Nel Caso esaminato il MASE (Ministero dell'Ambiente e della sicurezza energetica) aveva emesso un decreto in materia di VIA per un impianto fotovoltaico, applicando le disposizioni sulle aree idonee previste dal legislatore statale al comma 8 dell’articolo 20 del d.lgs. n. 199 del 2021: per fare questo il MASE aveva disapplicato la legge reg. Sardegna n. 20 del 2024, che prevede aree non idonee in contrasto col d.lgs. n. 199 del 2021.
Il MASE aveva ritenuto che in caso di contrasto tra la legge statale anteriore e la legge regionale posteriore, la legge regionale sia illegittima costituzionalmente e possa essere disapplicata dalla P.A.
Il ricorrente sosteneva, invece, che la P.A. non possa disapplicare la legge regionale posteriore che ritenga illegittima per contrasto con la legge statale.
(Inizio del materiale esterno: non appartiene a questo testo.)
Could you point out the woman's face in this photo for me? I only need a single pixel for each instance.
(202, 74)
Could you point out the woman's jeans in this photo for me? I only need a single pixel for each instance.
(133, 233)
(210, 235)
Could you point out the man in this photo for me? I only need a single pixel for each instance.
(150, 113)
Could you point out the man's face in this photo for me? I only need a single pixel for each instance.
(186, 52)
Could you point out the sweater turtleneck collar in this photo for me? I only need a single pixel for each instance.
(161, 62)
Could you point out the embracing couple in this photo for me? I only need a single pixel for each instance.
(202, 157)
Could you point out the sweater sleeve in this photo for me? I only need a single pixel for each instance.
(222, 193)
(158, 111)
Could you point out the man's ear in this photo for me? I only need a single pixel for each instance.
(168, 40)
La Corte Costituzionale ha accolto il ricorso, dicendo che: "Come già affermato da questa Corte nella più volte citata sentenza n. 26 del 2022, «[t]ali disposizioni delineano – dopo le modifiche dell’art. 127 Cost. operate dalla legge cost. n. 3 del 2001 – un modello di impugnativa delle leggi regionali basato su un loro controllo successivo, tale da non escluderne l’efficacia, e quindi l’applicazione, anche laddove esse vengano contestate e fintantoché questa Corte non ne abbia dichiarato l’illegittimità costituzionale. Solo quest’ultima declaratoria comporta la cessazione dell’efficacia (art. 136 Cost.) della norma impugnata, che di conseguenza non potrà avere applicazione dal giorno successivo alla pubblicazione della decisione (art. 30, terzo comma, della legge [n. 87 del 1953])».
E se la legge regionale in contrasto con quella statale fosse, invece, anteriore rispetto a quella statale?
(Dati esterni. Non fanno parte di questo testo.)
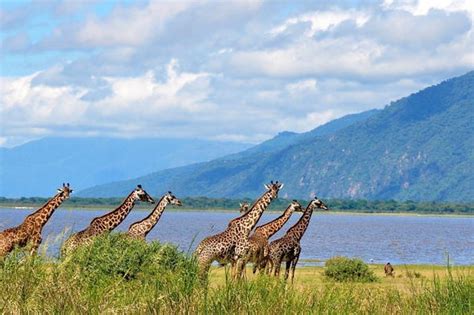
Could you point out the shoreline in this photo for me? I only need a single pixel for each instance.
(330, 212)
Dice la Corte: "Il MASE, in applicazione dei principi in tema di successione delle leggi nel tempo, che impongono alle pubbliche amministrazioni di applicare la normativa vigente in ragione del criterio cronologico, non avrebbe dovuto disapplicare la legge reg. Sardegna n. 20 del 2024, emanata successivamente al d.lgs. n. 199 del 2021".
Quindi, sviluppando il ragionamento, in base al criterio cronologico, se la legge regionale in contrasto con quella statale sia anteriore a quella statale, la P.A. deve applicare la legge statale posteriore e non quella regionale anteriore, al contrario di quello che accade nel caso in cui la legge regionale sia posteriore (in questo secondo caso, la legge regionale può essere costituzionalmente illegittima e la questione deve essere decisa dalla Corte Costituzionale).
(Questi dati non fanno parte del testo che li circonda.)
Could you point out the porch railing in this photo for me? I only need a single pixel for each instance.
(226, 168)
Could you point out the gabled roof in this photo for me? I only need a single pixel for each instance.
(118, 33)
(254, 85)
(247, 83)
Post di Dario Meneguzzo - avvocato

La consulta dice: La Corte ha ricordato che nel nostro ordinamento gli articoli 127, 134 e 136 della Costituzione delineano un modello di impugnativa delle leggi regionali basato su un controllo successivo, tale da non escluderne l’efficacia, e quindi l’applicazione, anche laddove esse vengano contestate, fintanto che la Corte stessa non ne abbia dichiarato l’illegittimità costituzionale. È stato dunque deciso che non spettava al ministero adottare i decreti contestati senza applicare la normativa regionale vigente.